Suppose that there is a natural number. One wants to show that the number has particular (natural number) factor, but without dividing the number by the "supposedly" factor.
How does one do this?
Suppose that there is a natural number. One wants to show that the number has particular (natural number) factor, but without dividing the number by the "supposedly" factor.
How does one do this?
It depends on the tools on which you might have. Suppose we have natural number $n$ and we wish to show that $d$ divides $n$, without actually dividing. Then we could do any of the following:
Let the natural number be $n$, let the factor be $d$. If you can find relatively prime integers $p,q$ such that $d=pq$, then you can show $n$ has the factor $d$ by dividing it by $p$ and and dividing it by $q$.

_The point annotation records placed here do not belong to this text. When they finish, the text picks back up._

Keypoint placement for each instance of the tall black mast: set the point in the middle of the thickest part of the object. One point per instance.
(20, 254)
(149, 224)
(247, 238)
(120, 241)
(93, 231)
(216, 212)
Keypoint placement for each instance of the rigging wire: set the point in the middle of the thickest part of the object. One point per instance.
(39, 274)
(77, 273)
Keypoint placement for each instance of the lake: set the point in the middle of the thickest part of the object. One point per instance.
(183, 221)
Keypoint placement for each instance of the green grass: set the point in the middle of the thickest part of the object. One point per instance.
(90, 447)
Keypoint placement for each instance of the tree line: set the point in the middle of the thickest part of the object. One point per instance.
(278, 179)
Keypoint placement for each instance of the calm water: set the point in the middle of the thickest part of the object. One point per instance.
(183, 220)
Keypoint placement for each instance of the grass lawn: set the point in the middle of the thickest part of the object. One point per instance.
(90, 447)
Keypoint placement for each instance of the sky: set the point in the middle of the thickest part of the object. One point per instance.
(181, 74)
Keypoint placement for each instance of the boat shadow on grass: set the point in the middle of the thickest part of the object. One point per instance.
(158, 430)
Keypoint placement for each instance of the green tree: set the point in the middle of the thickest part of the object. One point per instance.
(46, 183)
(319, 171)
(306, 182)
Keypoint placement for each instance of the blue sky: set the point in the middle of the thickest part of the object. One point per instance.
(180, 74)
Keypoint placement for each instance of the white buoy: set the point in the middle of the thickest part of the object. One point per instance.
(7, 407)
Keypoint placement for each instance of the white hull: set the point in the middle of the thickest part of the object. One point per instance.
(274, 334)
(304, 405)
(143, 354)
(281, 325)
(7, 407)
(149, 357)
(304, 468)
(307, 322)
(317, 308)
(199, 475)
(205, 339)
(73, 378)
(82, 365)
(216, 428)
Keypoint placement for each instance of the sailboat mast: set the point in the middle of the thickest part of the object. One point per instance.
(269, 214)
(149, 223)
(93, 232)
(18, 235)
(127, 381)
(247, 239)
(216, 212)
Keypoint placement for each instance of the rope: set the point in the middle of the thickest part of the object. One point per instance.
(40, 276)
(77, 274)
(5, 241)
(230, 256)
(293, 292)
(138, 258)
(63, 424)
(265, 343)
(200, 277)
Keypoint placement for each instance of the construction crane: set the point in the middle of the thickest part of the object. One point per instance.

More generally, if you have numbers $a_1,\dots,a_r$ whose least common multiple is $d$ then you can test for divisibility by $d$ by testing individually for divisibility by each of the $a_i$.
One may use various Divisibility Tests e.g. casting out nines. Or one may recognize an integer factor as a special case of polynomial factor, e.g. $\rm\:x-y\:$ divides $\rm\:f(x)-f(y)\:$ for $\rm\:f\:$ a polynomial with integer coefficients, which for $\rm\:x=10,\ y = 1\:$ essentially yields casting out nines, and for $\rm\:f = x^k\:$ it yields the well-known fact that $\rm\:m-n\:$ divides $\rm\:m^k - n^k.$
Often number identities are more perceptively viewed as special cases of function or polynomial identities. For example, Aurifeuille, Le Lasseur and Lucas discovered so-called Aurifeuillian factorizations of cyclotomic polynomials $\rm\;\Phi_n(x) = C_n(x)^2 - n\ x\ D_n(x)^2\;$. These play a role in factoring numbers of the form $\rm\; b^n \pm 1\:$, cf. the Cunningham Project. Below are some simple examples of such factorizations (e.g. see below).
$\begin{array}{rl} x^4 + 2^2 \quad=& (x^2 + 2x + 2)\;(x^2 - 2x + 2) \\\\ \frac{x^6 + 3^2}{x^2 + 3} \quad=& (x^2 + 3x + 3)\;(x^2 - 3x + 3) \\\\ \frac{x^{10} - 5^5}{x^2 - 5} \quad=& (x^4 + 5x^3 + 15x^2 + 25x + 25)\;(x^4 - 5x^3 + 15x^2 - 25x + 25) \\\\ \frac{x^{12} + 6^6}{x^4 + 36} \quad=& (x^4 + 6x^3 + 18x^2 + 36x + 36)\;(x^4 - 6x^3 + 18x^2 - 36x + 36) \\\\ \end{array}$